One way to arrive at a solution is to consider the problem from the opposite direction: how would you generate the possible ways the message could have been interleaved? Essentially for every element in the output, there will have been a choice between taking it from one sender or the other, or all the remaining elements will come from the same sender if one has run out of elements. Expressed literally:
-- Compute all the possible interleavings of a list with itself.
interleavings :: [a] -> [[a]]
interleavings xs0 = go xs0 xs0
where
-- If the first list has run out,
-- return the remainder of the second.
go [] rs = pure rs
-- And vice versa.
go ls [] = pure ls
-- If both lists are nonempty:
go ls@(l : ls') rs@(r : rs') = do
-- Toss a coin;
choice <- [False, True]
case choice of
-- If tails, take an element from the left sender
-- and prepend it to all possible remaining interleavings.
False -> fmap (l :) (go ls' rs)
-- If heads, take from the right sender.
True -> fmap (r :) (go ls rs')
Note that this generates many duplicate entries, since it doesn’t backtrack or prune:
> interleavings "10"
["1010","1100","1100","1100","1100","1010"]
However, it does point the way to the start of a solution. You want to run the above process in reverse: given an interleaving, generate a series of choices and assume that each element came from the assumed list, keeping track of the deinterleaved lists. If they’re equal at the end, then they represent a valid deinterleaving:
-- The possible deinterleavings of a list
-- whose elements can be compared for equality.
deinterleavings :: (Eq a) => [a] -> [[a]]
-- Begin searching assuming no elements have been sent by either sender.
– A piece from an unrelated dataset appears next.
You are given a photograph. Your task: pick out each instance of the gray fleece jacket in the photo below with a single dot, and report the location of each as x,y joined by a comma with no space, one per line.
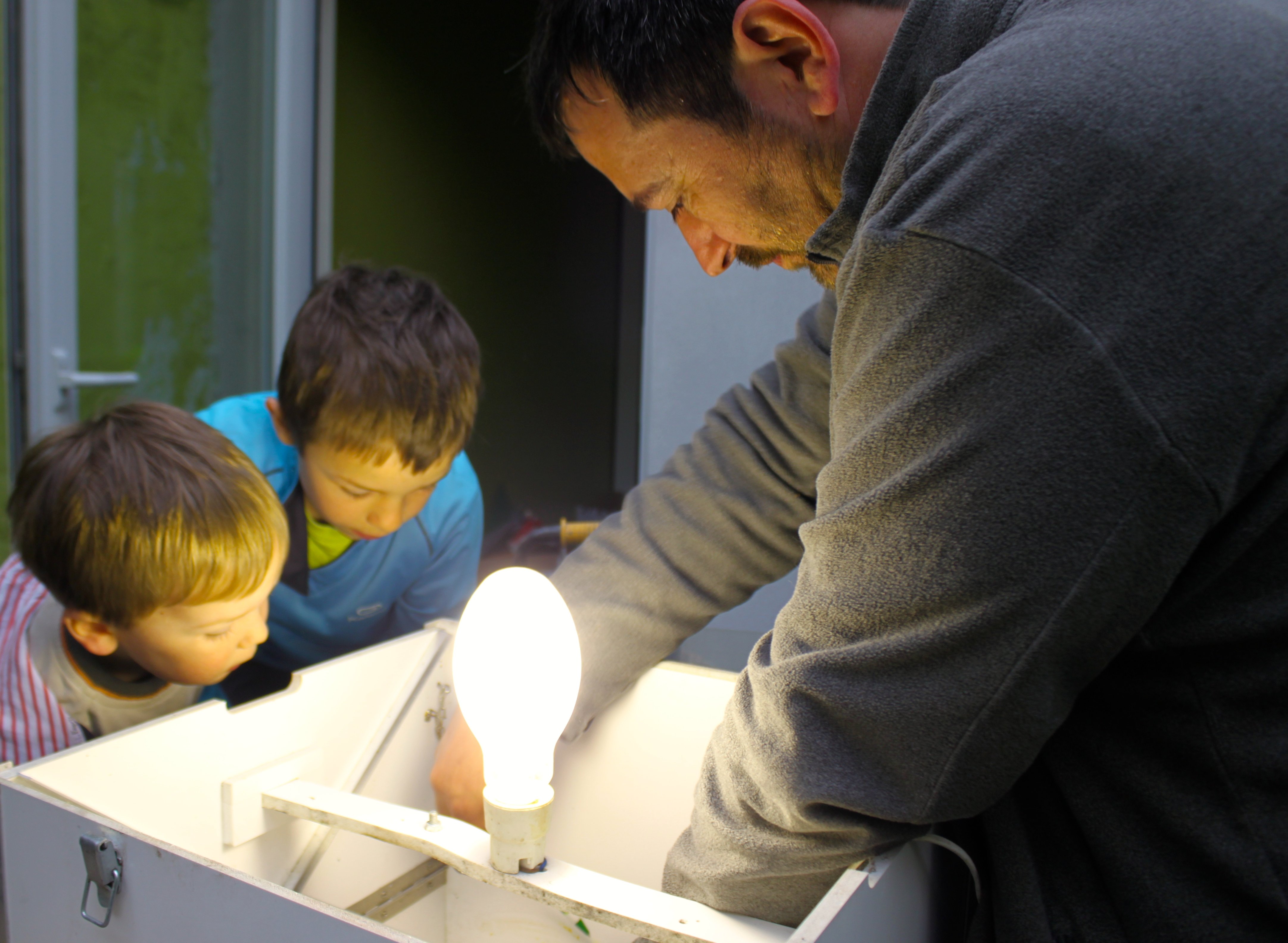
1032,459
deinterleavings xs0 = go [] [] xs0
where
-- If there is an element remaining:
go ls rs (x : xs) = do
-- Toss a coin;
choice <- [False, True]
case choice of
-- If tails, assume it came from the left sender and proceed.
-- (Note that this accumulates in reverse, adding to the head.)
False -> go (x : ls) rs xs
-- If heads, assume the right sender.
True -> go ls (x : rs) xs
-- If there are no elements remaining:
go ls rs [] = do
-- Require that the accumulated messages be identical.
guard (ls == rs)
-- Return the (de-reversed) message.
pure (reverse ls)
Again this is extremely inefficient:
> deinterleavings "0011001100"
["00110","00110","01100","01010","01010","01010","01010","01010","01010","01010","01010","01010","01010","01010","01010","01010","01010","01010","01010","01100","01100","01010","01010","01010","01010","01010","01010","01010","01010","01010","01010","01010","01010","01010","01010","01010","01010","01100","00110","00110"]
But I hope it illustrates the general structure of a solution that you can improve upon.
Consider how you could introduce guards earlier, or accumulate elements differently to prune the search; or use a different monad that does backtracking like Logic; or maintain a stateful set of results with State (or even IO) so that you can check during the computation which results you’ve already seen. Also consider how you could approach the problem from another angle entirely, based on the fact that the interleaved message contains the same string twice as subsequences, since there are standard efficient memoised algorithms for the “longest common subsequence” and “longest repeating subsequence”.